The ridicule of web applications

My manager is going round the floor asking everyone if they knew a way to feed HTML code into a component and have it calculate stuff like the number of pages it will generate when printed, the height of a line, etc. All this so that our web application can produce printouts that resemble… printouts. Secretly, I’m thinking it is a lost cause. Unless some kind of browser control is used to manage the pagination and we abandon our extremist view that web applications should be all HTML, page breaks will remain in the wrong places on those reports. And we will still have unhappy customers.

I have long lost the optimism needed for development of fancy web applications. Any application that requires complex layouts should be written for the desktop environment. Alternatively, hybrid applications can be used. I just designed an application that users will use to enter certain pieces of information via a web browser so that the information can be printed by a service (or daemon) at the application owner’s site. The end goal is to have public users interact with the application via their web browser and the staff users to use a desktop version of the application.
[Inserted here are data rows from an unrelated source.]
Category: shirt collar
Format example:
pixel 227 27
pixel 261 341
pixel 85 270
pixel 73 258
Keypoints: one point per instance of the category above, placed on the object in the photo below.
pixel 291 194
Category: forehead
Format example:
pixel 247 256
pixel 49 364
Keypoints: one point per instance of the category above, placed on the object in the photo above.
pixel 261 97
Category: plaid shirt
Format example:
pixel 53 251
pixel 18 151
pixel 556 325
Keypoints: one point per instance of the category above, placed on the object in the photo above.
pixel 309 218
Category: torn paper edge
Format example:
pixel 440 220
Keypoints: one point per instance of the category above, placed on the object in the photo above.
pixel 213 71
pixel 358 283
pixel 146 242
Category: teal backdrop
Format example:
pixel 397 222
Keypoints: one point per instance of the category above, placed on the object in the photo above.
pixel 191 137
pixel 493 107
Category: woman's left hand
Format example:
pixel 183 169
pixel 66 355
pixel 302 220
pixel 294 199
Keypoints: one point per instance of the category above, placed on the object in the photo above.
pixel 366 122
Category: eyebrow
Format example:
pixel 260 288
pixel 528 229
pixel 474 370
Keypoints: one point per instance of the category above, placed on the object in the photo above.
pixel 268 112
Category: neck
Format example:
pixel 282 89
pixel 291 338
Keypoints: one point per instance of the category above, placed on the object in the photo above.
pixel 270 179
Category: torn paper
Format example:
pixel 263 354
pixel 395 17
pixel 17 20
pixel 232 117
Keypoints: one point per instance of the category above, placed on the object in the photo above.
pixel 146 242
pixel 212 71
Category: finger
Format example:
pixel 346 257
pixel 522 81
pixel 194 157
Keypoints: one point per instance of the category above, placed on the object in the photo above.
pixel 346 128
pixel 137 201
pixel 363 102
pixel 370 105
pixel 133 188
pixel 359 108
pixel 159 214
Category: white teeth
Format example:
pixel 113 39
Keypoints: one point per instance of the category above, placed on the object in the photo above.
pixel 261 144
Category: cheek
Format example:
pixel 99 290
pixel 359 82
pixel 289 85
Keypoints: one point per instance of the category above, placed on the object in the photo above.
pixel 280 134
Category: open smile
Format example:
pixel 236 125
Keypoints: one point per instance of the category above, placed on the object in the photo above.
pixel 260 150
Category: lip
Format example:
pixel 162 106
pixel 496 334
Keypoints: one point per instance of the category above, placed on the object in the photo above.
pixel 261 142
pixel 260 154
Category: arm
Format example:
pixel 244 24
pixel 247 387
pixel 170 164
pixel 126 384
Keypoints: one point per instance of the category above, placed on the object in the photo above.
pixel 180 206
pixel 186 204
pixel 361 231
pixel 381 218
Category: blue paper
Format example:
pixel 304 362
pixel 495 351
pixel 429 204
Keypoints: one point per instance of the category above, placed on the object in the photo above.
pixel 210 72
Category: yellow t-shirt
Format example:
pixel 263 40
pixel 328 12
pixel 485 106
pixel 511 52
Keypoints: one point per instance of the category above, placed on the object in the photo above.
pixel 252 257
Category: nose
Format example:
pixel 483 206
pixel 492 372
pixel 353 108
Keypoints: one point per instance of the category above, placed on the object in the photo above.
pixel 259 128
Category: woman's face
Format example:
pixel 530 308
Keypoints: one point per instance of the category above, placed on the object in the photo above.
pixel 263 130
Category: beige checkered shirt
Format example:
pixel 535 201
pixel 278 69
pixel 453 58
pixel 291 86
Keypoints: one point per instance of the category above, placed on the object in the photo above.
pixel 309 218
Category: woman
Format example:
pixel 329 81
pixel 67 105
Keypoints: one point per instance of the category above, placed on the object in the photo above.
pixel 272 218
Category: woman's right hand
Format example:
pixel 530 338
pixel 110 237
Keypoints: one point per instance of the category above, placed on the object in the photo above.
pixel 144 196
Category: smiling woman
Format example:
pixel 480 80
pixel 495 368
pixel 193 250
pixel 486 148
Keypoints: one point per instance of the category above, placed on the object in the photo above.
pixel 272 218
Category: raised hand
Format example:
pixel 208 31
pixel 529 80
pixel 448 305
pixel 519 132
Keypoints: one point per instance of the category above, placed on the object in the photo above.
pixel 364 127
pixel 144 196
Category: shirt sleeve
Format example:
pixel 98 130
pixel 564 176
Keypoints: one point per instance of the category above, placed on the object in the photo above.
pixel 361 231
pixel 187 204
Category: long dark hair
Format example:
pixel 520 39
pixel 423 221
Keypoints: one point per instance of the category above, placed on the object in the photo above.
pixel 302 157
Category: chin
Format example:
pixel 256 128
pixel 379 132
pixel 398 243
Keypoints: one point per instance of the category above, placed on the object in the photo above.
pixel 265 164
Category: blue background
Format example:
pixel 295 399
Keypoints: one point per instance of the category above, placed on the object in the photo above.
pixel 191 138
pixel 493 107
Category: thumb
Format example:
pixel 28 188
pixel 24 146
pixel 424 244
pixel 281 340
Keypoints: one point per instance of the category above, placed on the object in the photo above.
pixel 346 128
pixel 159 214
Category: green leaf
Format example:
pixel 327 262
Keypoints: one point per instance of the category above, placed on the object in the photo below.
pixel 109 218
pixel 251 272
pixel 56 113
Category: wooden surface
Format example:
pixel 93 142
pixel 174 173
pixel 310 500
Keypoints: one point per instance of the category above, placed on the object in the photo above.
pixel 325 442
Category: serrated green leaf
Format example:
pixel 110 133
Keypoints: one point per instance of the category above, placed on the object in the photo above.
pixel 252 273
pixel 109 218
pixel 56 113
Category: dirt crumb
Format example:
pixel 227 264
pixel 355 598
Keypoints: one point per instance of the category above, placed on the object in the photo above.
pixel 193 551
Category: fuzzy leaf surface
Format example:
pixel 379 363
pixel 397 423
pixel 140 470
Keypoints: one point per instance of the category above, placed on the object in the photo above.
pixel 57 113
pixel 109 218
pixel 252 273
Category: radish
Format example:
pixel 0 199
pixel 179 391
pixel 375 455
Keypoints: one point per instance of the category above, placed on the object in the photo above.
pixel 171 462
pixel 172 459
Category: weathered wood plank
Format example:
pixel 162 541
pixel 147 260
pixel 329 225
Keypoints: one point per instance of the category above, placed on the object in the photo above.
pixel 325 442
Mind, though. I have seen beautiful web-based applications that were hard to differentiate from desktop ones. For instance, there is the application used by resellers of Orange mobile services. The most beautiful I have ever seen is Barclays customer management web application. It is a beauty. However, when one thinks about this state of affairs, one cannot help notice the ridicule of trying to make a web application look as fancy as a desktop one. Perhaps, this is why so many developers are going back to their roots to develop desktop applications with proper windows, panels, buttons, etc. instead of struggling with the handful of controls available in a web browser.

One of the principal reasons for developing web applications is not even plausible anymore. Web applications, it was claimed, solve the problem of deployment. No need for individual installation on client workstations. A single web application can be accessed by thousands or millions of people. True. eBay using the web is justified. In fact, the business derives from the web. What more justifiable can it be? But, in an enterprise application, such as ours, I think it is a waste of resources to insist on going the web route when the overhead of doing it is known. Deployment could not be easier than it is today with Software Management System, terminal services, etc. We could write feature-rich desktop applications that get pushed to the users’ desktops by startup scripts when they log on in the morning; if we were using Java, we could JNLP to deploy our applications; or, we could even have an application sit on a Terminal Server and have the users access it by a terminal client.

In fact, all these solutions are feasible. What is holding the policy makers from doing the same for all our applications is only known to them. Or, is it the abundance of cheap web developers that make the situation as it is?